In order for the knowledge network to formulate the target language output stream, the running processes (or intellectual faculties) must analyze the transformed epistemic parse tree in a special way so that the sequential order of words representing the target language’s syntax can be understood by another being without compromising the epistemic structure of the parse tree’s syntax, as shown. When a word stream is assembled epistemically, it is subsequently converted, “word-for-word,” into the lexical elements of the target language. Only those words or elements defined as “primitive” or “terminal” to the language’s epistemic constructions undergo this literal translation. A phrase, for instance, would not qualify as output if the output were constructed at a phonetic syntactical level. In this case, the phrase would be deconstructed further into words, which then could be realized by senses and motors phonetically. If the phrase were constructed phonetically, however, that phrase could be realized as a “terminal” object of epistemic construction. In either case, the language constructor would reduce the initial parse tree into word or phrase objects by analyzing the initial parse tree and selecting only those terminal objects that correspond to output word stream elements, as shown. The reconstruction process thus creates a target word stream that carries with it the source language’s epistemic moments when converted into discrete objects of syntax.
While the epistemic moment is an intuitive grammatical structure that truly can be verified only introspectively, its significance to the KP paradigm can be appreciated through the moment’s description of the universe’s fundamental form, and therefore of a being’s perception of the physical universe. In the following exercise, we are concerned with identifying the universe’s nature and origin—with determining whether the objects we perceive in the universe are “real,” and thus describe “ultimate reality,” or whether the objects of the universe exist only as a result of a being’s perception of them. If the physical universe’s objects cannot be proven to exist scientifically and mathematically, while the universe’s transformations (i.e., changes in or behaviors of objects) are comprehensible and introspectively verifiable, then those objects, it will be concluded, are not ultimately real. We are thus attempting to prove that the physical universe’s objects—which include electrons, small particles, packets of energy, and even teacups—are enabled through the perception of them and are therefore not ultimately real, while their transformations indeed describe the ultimately real form of the physical universe—the epistemic moments of a being’s existence. Hence, we are endeavoring to illustrate that a synthetic being can be enabled from the physical universe.
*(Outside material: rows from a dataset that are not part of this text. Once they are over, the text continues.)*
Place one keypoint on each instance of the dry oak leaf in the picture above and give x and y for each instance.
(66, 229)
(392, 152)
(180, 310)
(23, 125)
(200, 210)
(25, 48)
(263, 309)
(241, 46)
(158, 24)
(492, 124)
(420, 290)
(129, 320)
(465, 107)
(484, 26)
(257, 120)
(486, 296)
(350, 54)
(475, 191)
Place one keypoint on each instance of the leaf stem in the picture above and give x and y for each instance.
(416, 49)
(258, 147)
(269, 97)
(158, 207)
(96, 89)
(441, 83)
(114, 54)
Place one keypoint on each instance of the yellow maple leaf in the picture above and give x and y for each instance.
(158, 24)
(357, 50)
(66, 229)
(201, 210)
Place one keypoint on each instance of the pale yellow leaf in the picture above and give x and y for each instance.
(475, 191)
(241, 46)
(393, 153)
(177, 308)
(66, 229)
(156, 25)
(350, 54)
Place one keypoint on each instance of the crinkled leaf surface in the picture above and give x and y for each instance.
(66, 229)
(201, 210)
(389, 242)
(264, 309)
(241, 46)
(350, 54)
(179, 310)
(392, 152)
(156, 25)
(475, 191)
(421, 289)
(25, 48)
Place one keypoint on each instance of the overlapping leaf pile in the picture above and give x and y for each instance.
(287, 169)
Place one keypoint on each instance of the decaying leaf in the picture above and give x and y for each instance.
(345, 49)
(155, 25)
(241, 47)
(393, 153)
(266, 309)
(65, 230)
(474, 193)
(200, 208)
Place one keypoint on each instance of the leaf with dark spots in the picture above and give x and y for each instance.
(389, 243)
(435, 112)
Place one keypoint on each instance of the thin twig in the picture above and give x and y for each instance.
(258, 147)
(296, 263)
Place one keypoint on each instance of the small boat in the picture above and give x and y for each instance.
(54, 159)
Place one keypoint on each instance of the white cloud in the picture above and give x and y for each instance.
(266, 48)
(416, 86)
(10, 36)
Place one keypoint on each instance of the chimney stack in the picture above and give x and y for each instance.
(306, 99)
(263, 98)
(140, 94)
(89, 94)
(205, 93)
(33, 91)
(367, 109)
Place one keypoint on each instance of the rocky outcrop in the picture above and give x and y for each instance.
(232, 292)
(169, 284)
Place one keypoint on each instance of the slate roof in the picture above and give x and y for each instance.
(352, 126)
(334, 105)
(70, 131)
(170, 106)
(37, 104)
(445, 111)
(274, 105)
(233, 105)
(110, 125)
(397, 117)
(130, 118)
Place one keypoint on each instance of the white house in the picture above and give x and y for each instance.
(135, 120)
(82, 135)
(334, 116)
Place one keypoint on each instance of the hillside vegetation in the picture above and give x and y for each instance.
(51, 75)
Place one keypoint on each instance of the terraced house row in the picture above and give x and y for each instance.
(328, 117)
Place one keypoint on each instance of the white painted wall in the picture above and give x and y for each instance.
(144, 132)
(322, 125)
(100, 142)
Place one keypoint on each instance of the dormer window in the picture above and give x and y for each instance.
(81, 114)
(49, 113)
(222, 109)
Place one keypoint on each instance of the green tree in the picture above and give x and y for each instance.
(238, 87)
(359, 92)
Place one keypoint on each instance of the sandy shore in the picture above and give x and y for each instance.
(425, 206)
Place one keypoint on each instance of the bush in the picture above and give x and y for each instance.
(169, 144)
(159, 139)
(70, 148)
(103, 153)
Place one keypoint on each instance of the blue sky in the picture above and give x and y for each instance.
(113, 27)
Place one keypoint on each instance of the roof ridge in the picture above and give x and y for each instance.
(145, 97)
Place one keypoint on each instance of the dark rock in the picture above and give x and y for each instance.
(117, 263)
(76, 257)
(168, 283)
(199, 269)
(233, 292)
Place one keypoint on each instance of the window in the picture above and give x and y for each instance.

In order to “prove” with scientific certainty that the epistemic moment defines the fundamental nature and origin of the physical universe, we can examine the “object” of mathematics—the point element of a set. Although there is a simpler way of explaining the same phenomenon by asking the theological question Between any two points or atoms, what lies in the middle? (i.e., a philosophical ponderance that shows that the universe’s form is transformational in nature), we will indulge in a lengthy discussion involving the prevalence of the mathematical homomorphism in modern scientific theory. In the exercise, we will be concerned with determining whether the elements of a mathematical set are ultimately real (i.e., whether they exist eternally) or whether only their transformations (epistemic moments) are ultimately real, and that the objects themselves are non-existent except for a being’s perception of them. In the discussion, we shall use as a gauge for what is real or not the mind’s ability to comprehend meaningful language (i.e., thoughts) that legitimize the arguments. If the mind cannot comprehend what an object is (i.e., cannot understand what an element of a set is), but can indeed understand the nature, causality, and metaphysical action of a transformational form, then we shall conclude that what is comprehensible to the mind—a transformation of the universe—is ultimately real, and that what is fundamentally incomprehensible to the mind—the objects we think are real—are actually the moments of a being’s existence that enable objects to appear to the senses. Androidal science will then be concerned with enabling the physical universe’s objects to appear to the cognition and perception of a synthetic being.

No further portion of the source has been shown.